1. Formalization of the Consensus Algorithm

   • This document formally defines the Atomic Finalization algorithm, its data structures, and proves its compatibility with the standard Casper FFG.

2. Safety Analysis of Balance Drift

   • This document provides the detailed mathematical derivation of the safety margin required to account for validator balance drift when verifying proofs from a historical state.

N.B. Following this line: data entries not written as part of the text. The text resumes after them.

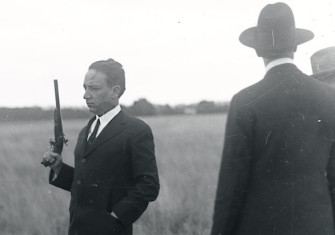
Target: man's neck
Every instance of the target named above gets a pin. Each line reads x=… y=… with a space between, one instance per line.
x=269 y=64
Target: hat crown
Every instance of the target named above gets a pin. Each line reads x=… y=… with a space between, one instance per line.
x=275 y=32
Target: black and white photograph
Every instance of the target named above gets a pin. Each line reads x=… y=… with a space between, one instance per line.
x=145 y=117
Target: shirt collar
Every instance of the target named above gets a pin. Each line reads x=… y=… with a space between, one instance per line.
x=107 y=117
x=277 y=62
x=104 y=119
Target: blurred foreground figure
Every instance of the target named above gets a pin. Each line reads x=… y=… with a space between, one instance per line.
x=115 y=174
x=277 y=172
x=323 y=65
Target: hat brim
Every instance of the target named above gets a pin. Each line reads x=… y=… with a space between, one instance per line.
x=248 y=36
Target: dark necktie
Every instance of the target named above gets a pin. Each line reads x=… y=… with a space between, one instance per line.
x=94 y=133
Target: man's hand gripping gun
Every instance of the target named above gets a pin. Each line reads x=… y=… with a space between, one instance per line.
x=57 y=143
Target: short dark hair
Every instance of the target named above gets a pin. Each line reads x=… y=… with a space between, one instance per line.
x=114 y=72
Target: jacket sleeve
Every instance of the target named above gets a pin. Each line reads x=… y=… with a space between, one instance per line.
x=145 y=175
x=64 y=179
x=234 y=170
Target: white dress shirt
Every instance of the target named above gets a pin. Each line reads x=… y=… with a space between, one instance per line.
x=104 y=120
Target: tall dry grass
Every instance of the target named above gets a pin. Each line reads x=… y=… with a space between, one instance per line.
x=188 y=150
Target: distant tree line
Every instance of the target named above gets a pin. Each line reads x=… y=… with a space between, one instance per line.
x=141 y=107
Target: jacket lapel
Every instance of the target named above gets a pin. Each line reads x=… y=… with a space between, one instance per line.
x=113 y=128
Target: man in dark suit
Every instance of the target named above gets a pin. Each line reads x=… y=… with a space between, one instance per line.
x=277 y=173
x=115 y=174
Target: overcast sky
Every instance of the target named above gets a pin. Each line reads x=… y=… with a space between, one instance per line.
x=173 y=51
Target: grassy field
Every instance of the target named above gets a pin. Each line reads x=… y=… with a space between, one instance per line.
x=188 y=150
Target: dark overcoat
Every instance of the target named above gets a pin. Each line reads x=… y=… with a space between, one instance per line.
x=117 y=173
x=277 y=173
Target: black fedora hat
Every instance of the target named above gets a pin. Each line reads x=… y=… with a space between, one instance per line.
x=323 y=64
x=275 y=32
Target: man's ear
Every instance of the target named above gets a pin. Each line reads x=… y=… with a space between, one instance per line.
x=116 y=91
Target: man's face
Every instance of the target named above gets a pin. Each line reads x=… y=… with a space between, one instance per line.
x=99 y=95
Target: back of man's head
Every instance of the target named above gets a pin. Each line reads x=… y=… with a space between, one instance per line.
x=114 y=72
x=275 y=35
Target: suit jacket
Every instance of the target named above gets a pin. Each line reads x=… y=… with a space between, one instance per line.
x=277 y=171
x=117 y=173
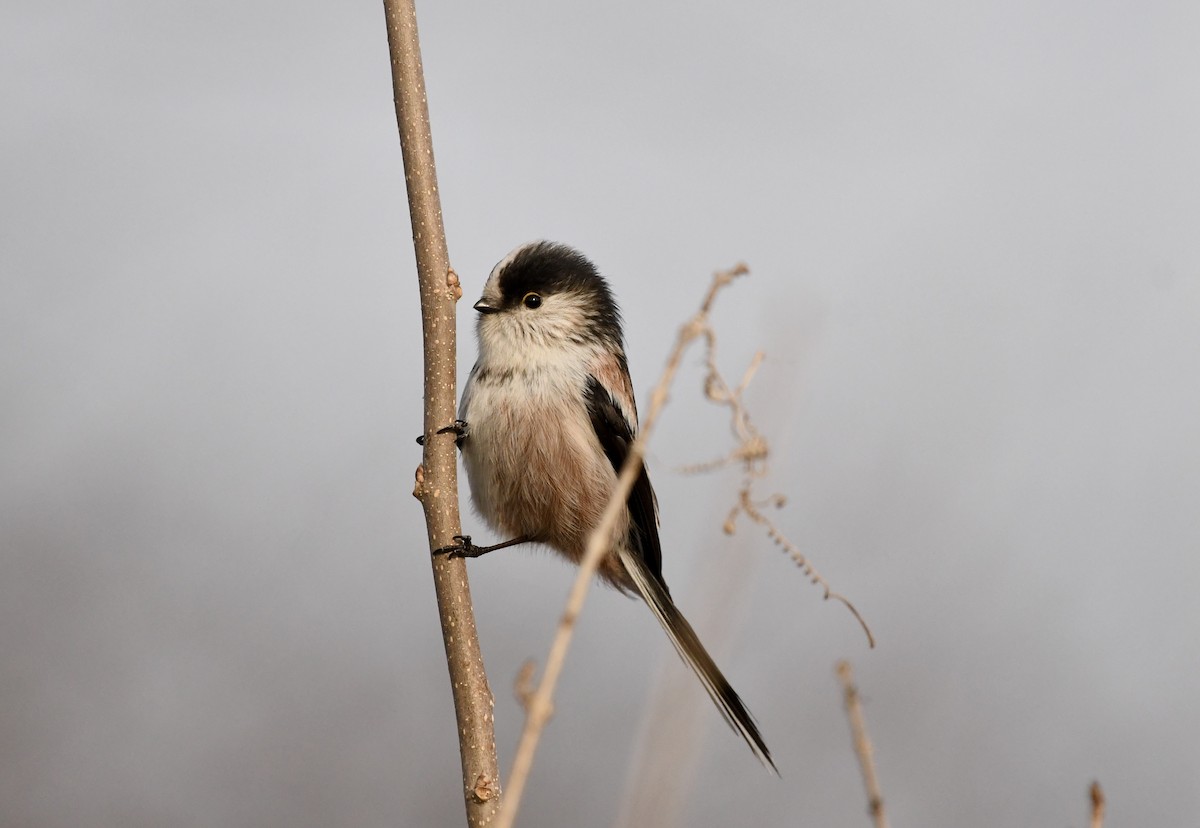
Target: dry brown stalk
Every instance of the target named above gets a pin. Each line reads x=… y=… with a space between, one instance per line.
x=1097 y=797
x=862 y=744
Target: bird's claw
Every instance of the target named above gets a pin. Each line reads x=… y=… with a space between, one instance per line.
x=463 y=549
x=459 y=427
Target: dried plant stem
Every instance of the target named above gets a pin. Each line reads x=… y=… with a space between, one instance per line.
x=437 y=485
x=862 y=744
x=539 y=707
x=1097 y=797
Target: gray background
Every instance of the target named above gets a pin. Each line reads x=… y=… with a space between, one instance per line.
x=976 y=268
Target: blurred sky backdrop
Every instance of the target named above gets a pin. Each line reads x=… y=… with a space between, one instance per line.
x=976 y=270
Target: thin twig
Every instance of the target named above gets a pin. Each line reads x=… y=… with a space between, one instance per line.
x=1097 y=796
x=539 y=707
x=862 y=744
x=751 y=453
x=437 y=484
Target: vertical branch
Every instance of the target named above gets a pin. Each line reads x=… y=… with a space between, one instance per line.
x=437 y=484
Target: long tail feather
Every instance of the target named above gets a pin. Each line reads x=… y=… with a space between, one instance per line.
x=688 y=645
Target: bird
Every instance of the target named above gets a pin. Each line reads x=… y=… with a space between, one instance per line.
x=545 y=424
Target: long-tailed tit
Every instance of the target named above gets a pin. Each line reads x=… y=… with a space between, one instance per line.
x=546 y=421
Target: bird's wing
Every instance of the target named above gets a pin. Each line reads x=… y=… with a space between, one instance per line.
x=615 y=431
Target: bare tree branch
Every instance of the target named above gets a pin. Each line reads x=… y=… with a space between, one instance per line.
x=862 y=744
x=437 y=484
x=539 y=707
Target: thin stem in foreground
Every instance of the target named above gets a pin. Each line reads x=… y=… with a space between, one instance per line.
x=862 y=744
x=437 y=483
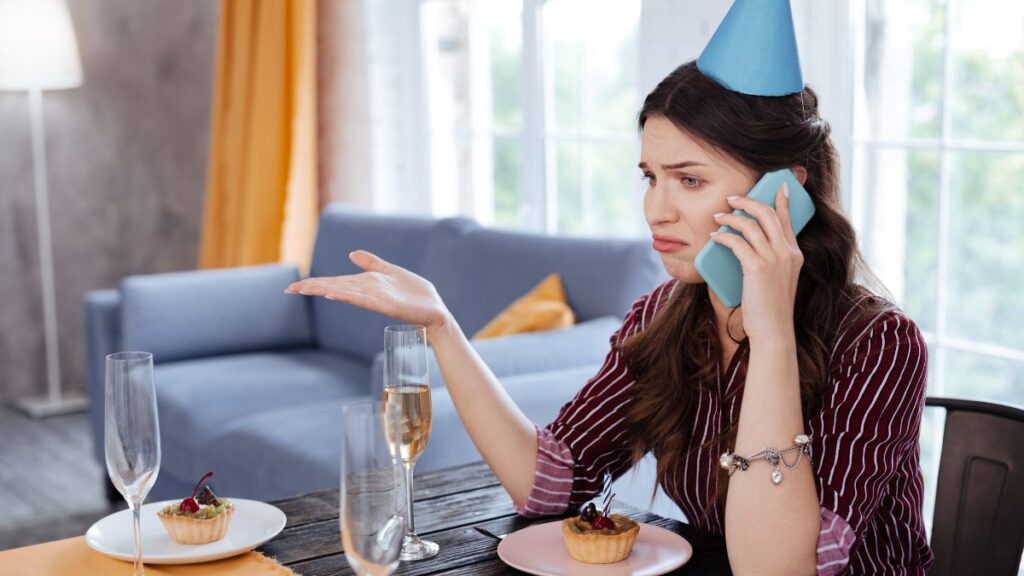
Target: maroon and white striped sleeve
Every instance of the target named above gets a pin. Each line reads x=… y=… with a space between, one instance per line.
x=868 y=424
x=589 y=435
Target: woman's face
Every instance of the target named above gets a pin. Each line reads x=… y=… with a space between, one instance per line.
x=688 y=181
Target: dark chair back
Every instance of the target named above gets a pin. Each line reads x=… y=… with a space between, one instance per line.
x=979 y=506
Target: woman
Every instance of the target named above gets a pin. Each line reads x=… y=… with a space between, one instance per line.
x=808 y=352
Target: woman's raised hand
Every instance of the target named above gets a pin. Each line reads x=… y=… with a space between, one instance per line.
x=384 y=288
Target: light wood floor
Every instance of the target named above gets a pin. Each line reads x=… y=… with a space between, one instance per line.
x=50 y=485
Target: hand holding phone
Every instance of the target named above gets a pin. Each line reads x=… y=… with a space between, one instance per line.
x=719 y=266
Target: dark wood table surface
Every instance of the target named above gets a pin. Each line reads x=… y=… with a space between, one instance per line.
x=449 y=504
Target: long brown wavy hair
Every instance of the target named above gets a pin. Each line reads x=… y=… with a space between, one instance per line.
x=670 y=360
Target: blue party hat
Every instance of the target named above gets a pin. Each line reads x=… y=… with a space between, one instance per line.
x=754 y=50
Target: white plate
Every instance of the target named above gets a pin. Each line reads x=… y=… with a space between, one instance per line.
x=540 y=549
x=253 y=524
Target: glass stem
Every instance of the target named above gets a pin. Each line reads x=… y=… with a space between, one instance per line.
x=409 y=498
x=136 y=510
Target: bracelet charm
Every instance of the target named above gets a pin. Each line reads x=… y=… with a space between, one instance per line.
x=773 y=456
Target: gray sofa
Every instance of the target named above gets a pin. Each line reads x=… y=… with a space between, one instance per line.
x=250 y=381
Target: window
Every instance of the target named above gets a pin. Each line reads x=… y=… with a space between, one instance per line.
x=531 y=114
x=938 y=183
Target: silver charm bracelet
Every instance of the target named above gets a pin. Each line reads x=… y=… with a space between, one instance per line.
x=773 y=456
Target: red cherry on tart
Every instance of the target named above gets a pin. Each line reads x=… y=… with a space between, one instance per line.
x=189 y=504
x=198 y=520
x=599 y=537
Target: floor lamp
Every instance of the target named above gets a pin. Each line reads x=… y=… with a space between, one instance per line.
x=38 y=51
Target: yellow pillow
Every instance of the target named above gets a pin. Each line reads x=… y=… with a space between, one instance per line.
x=542 y=309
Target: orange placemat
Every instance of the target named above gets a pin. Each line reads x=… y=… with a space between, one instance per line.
x=74 y=558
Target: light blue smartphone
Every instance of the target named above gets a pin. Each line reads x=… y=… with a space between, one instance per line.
x=719 y=265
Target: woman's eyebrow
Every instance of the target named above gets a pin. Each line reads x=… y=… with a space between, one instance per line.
x=675 y=166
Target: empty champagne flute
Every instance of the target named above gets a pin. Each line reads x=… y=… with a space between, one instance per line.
x=131 y=435
x=372 y=500
x=407 y=395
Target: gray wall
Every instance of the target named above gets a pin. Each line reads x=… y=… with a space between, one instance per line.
x=127 y=168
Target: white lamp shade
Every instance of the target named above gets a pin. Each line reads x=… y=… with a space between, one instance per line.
x=38 y=49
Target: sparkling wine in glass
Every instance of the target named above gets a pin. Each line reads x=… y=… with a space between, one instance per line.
x=407 y=397
x=131 y=434
x=373 y=495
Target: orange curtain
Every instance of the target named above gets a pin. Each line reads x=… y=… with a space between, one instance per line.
x=261 y=198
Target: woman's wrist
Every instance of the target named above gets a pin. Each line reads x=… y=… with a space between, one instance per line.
x=779 y=340
x=444 y=328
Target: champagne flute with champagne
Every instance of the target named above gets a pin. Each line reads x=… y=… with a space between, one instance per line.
x=407 y=396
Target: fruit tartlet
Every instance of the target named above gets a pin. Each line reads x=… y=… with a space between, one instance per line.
x=597 y=537
x=198 y=520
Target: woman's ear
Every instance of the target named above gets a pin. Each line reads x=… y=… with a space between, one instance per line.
x=801 y=173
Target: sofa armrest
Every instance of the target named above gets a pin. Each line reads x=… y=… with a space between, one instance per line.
x=584 y=344
x=193 y=314
x=101 y=316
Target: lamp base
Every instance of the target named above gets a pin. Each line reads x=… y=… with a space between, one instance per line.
x=44 y=406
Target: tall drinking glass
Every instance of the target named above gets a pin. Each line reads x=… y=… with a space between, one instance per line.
x=132 y=434
x=373 y=502
x=407 y=395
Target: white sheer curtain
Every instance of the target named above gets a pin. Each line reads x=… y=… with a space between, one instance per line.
x=377 y=121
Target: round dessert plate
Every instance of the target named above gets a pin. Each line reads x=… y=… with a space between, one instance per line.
x=253 y=524
x=540 y=549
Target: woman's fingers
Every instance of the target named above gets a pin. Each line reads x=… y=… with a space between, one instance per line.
x=370 y=261
x=749 y=228
x=743 y=251
x=766 y=217
x=784 y=217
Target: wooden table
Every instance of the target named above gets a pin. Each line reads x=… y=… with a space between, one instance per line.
x=449 y=504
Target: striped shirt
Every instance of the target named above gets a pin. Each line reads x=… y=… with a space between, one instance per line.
x=865 y=444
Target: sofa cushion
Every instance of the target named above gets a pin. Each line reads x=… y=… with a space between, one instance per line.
x=302 y=444
x=601 y=277
x=197 y=399
x=192 y=314
x=583 y=344
x=541 y=310
x=404 y=241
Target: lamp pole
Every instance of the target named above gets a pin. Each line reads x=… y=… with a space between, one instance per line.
x=39 y=51
x=54 y=402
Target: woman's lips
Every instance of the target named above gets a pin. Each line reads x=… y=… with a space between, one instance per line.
x=664 y=244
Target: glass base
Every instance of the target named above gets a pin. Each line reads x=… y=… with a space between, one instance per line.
x=413 y=548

Introduction and Framework

TSEth is a zkVM-friendly implementation of Casper FFG, designed around a simplified Atomic Finalization algorithm. The core of this approach is to verify a state transition from a given consensus state—derived from a previously finalized checkpoint—to a new, target consensus state. This verification is performed within a zkVM guest program, allowing a full node to generate a succinct proof of finality.

This process is initiated by providing the guest program with a consensus state containing a finalized checkpoint. The root of this checkpoint serves as a root of trust, allowing any data from the corresponding Beacon state (like the validator registry) to be proven via Merkle proofs and used as trusted inputs for the guest.

To prove this state transition, the guest program also requires information not contained in the trusted state. The prover must supply a witness that includes the sequence of supermajority links leading to the new finality, as well as auxiliary data like future RANDAO values for committee calculation.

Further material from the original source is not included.